Plants produce various classes of specialized metabolites, including triterpenoids. Although recent studies have revealed various enzyme genes involved in plant triterpenoid biosynthesis, their regulatory mechanisms remain largely unknown. Here, we identified GubHLH3, the bHLH TF regulating the expression of bAS, and the two P450 genes required for the biosynthesis of soyasaponins, in an important medicinal plant, G. uralensis.

The regulation of soyasaponin biosynthetic genes by GubHLH3 in G. uralensis is supported by a series of experimental results. First, in transient co-transfection assays of promoter:GUS and 35S:TF constructs, GubHLH3 significantly transactivated bAS, CYP93E3 and CYP72A566 promoters, but not the promoters of other triterpenoid biosynthetic genes (CYP88D6 and CYP72A154 for glycyrrhizin biosynthesis; CYP716A179 for oleanolic acid and betulinic acid biosynthesis; and LUS for betulinic acid biosynthesis) (Fig. 3). Secondly, in GubHLH3-OX hairy root lines of G. uralensis, the transcript levels of soyasaponin biosynthetic genes (bAS, CYP93E3 and CYP72A566) were clearly enhanced in all five GubHLH3-OX lines compared with control lines (Fig. 5; Supplementary Fig. S6). Metabolite analysis of representative transgenic hairy root lines showed higher levels of soyasapogenol B and sophoradiol in GubHLH3-OX lines compared with the control line (Fig. 6). Thirdly, expression of GubHLH3 was strongly up-regulated by the plant hormone MeJA, and the expression levels of bAS, CYP93E3 and CYP72A566 were also strongly up-regulated by MeJA, with similar responses among the three (Fig. 7). To compare the expression patterns of GubHLH3 and soyasaponin biosynthetic genes in field-grown intact G. uralensis plants, we performed qPCR analysis using RNA samples from the previously reported transcriptome analysis of G. uralensis (Supplementary Fig. S9). This transcriptome analysis was performed in four libraries to examine the differences between organs (roots or leaves), seasons (summer or winter) and strains (glycyrrhizin high-producing or low-producing strains), which were predicted to affect the expression of glycyrrhizin biosynthetic genes (Ramilowski et al. 2013). The expression levels of the three soyasaponin biosynthetic genes were particularly high in the roots of the high glycyrrhizin-producing strain harvested in summer (Supplementary Fig. S9). This expression pattern is very similar to that of GubHLH3, further supporting our conclusion that soyasaponin biosynthetic genes are under the control of GubHLH3. In contrast, GubHLH1 and GubHLH2 were expressed at substantial levels in the other samples, suggesting that these two TFs are not responsible for the regulation of soyasaponin biosynthetic genes.
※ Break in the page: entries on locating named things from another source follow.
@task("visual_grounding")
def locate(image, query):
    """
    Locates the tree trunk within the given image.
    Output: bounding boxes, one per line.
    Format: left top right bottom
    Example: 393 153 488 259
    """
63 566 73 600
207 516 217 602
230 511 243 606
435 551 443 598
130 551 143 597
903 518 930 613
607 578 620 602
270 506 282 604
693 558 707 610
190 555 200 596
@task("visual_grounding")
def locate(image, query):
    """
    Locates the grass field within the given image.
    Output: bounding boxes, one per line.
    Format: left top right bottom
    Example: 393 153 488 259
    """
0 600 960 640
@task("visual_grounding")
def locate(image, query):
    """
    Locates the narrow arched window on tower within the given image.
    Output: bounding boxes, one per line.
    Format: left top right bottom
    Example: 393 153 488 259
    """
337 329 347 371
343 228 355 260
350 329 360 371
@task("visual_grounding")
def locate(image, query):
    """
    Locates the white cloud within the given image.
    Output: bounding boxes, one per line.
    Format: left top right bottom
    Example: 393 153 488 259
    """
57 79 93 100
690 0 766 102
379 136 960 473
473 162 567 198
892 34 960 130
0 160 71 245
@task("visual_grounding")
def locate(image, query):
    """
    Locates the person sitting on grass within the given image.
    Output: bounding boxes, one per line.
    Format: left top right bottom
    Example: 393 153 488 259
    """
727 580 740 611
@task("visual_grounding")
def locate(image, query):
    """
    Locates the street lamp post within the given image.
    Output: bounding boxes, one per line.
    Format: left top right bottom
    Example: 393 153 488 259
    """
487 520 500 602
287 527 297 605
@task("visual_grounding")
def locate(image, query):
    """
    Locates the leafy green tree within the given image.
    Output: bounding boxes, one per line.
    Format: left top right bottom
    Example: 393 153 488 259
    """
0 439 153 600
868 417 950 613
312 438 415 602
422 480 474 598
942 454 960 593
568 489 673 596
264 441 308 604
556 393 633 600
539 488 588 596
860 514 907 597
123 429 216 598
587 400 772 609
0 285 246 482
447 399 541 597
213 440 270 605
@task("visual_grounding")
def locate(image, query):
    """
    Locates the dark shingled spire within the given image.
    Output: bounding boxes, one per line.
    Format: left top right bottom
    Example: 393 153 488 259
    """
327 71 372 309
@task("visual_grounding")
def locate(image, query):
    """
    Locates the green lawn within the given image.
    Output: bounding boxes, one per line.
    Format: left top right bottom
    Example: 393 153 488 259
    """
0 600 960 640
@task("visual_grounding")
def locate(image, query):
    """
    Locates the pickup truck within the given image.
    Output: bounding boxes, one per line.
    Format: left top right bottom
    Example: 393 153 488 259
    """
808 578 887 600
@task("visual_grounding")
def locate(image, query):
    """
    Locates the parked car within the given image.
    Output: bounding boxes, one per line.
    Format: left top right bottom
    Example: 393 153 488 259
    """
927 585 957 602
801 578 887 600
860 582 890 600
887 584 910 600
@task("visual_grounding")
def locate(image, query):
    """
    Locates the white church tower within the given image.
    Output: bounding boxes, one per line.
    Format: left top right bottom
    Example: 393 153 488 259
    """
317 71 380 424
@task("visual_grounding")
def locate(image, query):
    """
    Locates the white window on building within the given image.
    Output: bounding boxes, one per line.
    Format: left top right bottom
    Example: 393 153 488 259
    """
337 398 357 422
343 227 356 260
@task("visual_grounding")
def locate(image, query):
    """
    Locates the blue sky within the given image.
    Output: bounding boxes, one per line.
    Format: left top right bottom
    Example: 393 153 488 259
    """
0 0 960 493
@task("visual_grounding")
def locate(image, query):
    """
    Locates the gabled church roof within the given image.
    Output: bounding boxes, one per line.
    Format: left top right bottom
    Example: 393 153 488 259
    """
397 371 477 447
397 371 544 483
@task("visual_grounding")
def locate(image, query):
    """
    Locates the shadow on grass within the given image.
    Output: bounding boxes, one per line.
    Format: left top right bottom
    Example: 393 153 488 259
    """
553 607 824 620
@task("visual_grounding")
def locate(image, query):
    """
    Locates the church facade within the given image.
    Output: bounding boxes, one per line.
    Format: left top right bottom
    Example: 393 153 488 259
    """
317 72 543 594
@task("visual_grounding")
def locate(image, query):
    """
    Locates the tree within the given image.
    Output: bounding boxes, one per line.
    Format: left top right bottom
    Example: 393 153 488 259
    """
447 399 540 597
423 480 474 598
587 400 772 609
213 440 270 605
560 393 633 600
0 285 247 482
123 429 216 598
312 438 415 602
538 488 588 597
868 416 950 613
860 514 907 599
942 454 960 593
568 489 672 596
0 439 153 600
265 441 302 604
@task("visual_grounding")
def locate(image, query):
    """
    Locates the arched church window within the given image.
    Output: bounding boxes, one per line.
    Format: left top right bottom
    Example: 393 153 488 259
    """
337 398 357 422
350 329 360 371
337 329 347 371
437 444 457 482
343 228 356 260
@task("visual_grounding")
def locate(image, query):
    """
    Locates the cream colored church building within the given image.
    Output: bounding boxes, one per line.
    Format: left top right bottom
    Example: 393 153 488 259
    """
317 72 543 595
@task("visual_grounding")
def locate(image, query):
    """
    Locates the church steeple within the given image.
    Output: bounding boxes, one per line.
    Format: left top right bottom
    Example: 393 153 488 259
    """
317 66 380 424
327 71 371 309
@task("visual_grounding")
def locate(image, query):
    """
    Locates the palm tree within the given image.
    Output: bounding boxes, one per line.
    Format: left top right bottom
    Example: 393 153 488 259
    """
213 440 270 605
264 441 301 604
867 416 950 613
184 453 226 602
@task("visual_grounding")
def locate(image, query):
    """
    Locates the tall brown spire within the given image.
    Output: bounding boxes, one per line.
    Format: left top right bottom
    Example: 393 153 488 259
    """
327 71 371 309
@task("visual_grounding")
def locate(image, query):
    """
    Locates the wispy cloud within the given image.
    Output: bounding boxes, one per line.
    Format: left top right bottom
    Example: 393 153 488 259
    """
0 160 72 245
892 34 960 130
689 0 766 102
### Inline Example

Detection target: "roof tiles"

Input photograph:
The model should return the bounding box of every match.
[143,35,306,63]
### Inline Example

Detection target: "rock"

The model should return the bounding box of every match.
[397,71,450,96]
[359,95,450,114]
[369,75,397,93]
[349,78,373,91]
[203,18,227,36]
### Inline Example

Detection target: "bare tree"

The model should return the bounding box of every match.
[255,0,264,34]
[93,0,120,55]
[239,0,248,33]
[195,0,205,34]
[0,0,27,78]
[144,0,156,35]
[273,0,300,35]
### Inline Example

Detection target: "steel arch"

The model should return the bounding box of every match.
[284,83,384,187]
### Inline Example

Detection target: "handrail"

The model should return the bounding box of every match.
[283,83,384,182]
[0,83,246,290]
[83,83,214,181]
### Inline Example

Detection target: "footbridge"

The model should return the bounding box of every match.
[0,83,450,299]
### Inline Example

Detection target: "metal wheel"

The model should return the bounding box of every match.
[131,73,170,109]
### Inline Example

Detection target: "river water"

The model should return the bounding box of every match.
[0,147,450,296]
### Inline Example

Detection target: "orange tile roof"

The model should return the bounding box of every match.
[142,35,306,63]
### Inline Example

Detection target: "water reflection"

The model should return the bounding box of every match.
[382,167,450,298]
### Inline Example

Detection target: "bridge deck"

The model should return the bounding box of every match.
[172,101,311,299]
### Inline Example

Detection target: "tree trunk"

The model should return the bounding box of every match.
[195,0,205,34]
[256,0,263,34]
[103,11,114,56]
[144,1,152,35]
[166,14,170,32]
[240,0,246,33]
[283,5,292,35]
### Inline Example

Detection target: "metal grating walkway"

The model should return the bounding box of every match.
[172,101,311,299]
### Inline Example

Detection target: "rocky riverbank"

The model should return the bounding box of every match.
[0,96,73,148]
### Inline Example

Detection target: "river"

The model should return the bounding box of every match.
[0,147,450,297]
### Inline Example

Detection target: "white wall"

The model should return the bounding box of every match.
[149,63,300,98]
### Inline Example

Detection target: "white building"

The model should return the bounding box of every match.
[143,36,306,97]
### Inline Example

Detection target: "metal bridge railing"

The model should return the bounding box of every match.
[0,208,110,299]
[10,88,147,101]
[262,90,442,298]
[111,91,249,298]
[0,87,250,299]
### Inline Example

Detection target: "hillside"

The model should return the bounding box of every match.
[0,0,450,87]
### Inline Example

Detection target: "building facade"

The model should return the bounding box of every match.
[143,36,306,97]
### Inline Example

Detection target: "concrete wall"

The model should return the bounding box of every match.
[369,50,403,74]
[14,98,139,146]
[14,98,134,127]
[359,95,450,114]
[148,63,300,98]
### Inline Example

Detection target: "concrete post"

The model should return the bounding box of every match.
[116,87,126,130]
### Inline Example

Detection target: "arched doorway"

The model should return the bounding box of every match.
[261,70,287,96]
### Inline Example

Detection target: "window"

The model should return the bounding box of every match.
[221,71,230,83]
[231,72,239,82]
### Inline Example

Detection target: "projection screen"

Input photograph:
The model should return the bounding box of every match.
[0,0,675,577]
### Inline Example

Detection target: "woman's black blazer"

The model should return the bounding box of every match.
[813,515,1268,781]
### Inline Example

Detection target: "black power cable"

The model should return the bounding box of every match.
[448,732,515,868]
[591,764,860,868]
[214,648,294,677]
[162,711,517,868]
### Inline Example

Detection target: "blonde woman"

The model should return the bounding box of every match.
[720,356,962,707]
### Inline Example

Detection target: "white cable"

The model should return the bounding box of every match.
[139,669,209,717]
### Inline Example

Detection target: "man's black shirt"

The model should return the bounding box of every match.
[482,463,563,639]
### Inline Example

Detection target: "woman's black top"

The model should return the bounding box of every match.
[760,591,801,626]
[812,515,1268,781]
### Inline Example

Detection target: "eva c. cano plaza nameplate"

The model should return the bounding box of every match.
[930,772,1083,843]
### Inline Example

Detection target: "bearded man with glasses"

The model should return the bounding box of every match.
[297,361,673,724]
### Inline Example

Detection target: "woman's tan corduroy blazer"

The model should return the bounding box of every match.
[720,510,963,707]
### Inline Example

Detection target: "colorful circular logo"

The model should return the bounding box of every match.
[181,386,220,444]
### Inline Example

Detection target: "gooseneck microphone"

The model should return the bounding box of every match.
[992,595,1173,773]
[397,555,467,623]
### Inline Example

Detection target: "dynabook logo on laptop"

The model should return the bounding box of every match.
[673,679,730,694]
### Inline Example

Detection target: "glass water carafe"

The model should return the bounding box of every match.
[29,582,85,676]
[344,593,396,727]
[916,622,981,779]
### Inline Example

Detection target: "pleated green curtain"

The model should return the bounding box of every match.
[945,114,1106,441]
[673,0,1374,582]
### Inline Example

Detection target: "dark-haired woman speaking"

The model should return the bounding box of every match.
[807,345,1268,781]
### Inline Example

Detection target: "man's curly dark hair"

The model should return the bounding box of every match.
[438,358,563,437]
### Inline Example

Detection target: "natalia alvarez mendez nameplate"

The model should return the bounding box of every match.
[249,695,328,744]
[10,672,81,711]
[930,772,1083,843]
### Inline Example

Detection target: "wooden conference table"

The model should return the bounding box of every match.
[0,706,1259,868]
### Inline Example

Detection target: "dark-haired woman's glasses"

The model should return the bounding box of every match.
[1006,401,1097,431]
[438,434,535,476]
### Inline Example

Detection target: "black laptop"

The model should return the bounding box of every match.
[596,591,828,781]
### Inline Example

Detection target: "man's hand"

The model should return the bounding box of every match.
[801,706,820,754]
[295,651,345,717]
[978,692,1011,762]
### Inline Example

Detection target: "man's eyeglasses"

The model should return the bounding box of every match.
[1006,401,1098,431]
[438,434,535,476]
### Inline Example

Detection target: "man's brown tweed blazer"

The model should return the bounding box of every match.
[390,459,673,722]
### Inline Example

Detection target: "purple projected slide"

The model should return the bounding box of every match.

CYP88D6 is a key enzyme in the production of glycyrrhizin in G. uralensis (Seki et al. 2008). In our qPCR analysis of GubHLH3-OX hairy root lines, four of the five lines showed higher transcription levels of CYP88D6 compared with the control lines. However, the transcription levels of GubHLH3 and CYP88D6 did not correlate with each other (Supplementary Fig. S6). Moreover, the expression pattern of CYP88D6 after MeJA treatment was completely different from that of GubHLH3 (Fig. 7), and CYP88D6 and GubHLH3 also showed different responses to SA or YE (Supplementary Fig. S8). Therefore, it is not reasonable to suggest that GubHLH3 directly regulates CYP88D6 expression. There is a possibility that GubHLH3 overexpression indirectly affects the expression of CYP88D6. The other two bHLH TFs cloned in this study, GubHLH1 and GubHLH2, showed significant transactivation against the CYP88D6 promoter (Fig. 3). However, their responses to MeJA, SA and YE differed markedly from those of GubHLH3 (Fig. 7; Supplementary Fig. S8), and the expression patterns in intact plants were also quite different (Supplementary Fig. S9). We did not detect glycyrrhetinic acid or possible intermediates between β-amyrin and glycyrrhetinic acid in any of the three GubHLH3-OX lines in the metabolite analysis (Supplementary Fig. S7). Further screening, such as a comprehensive gene co-expression analysis of licorice samples, is necessary to find the regulators of glycyrrhizin biosynthetic genes including CYP88D6.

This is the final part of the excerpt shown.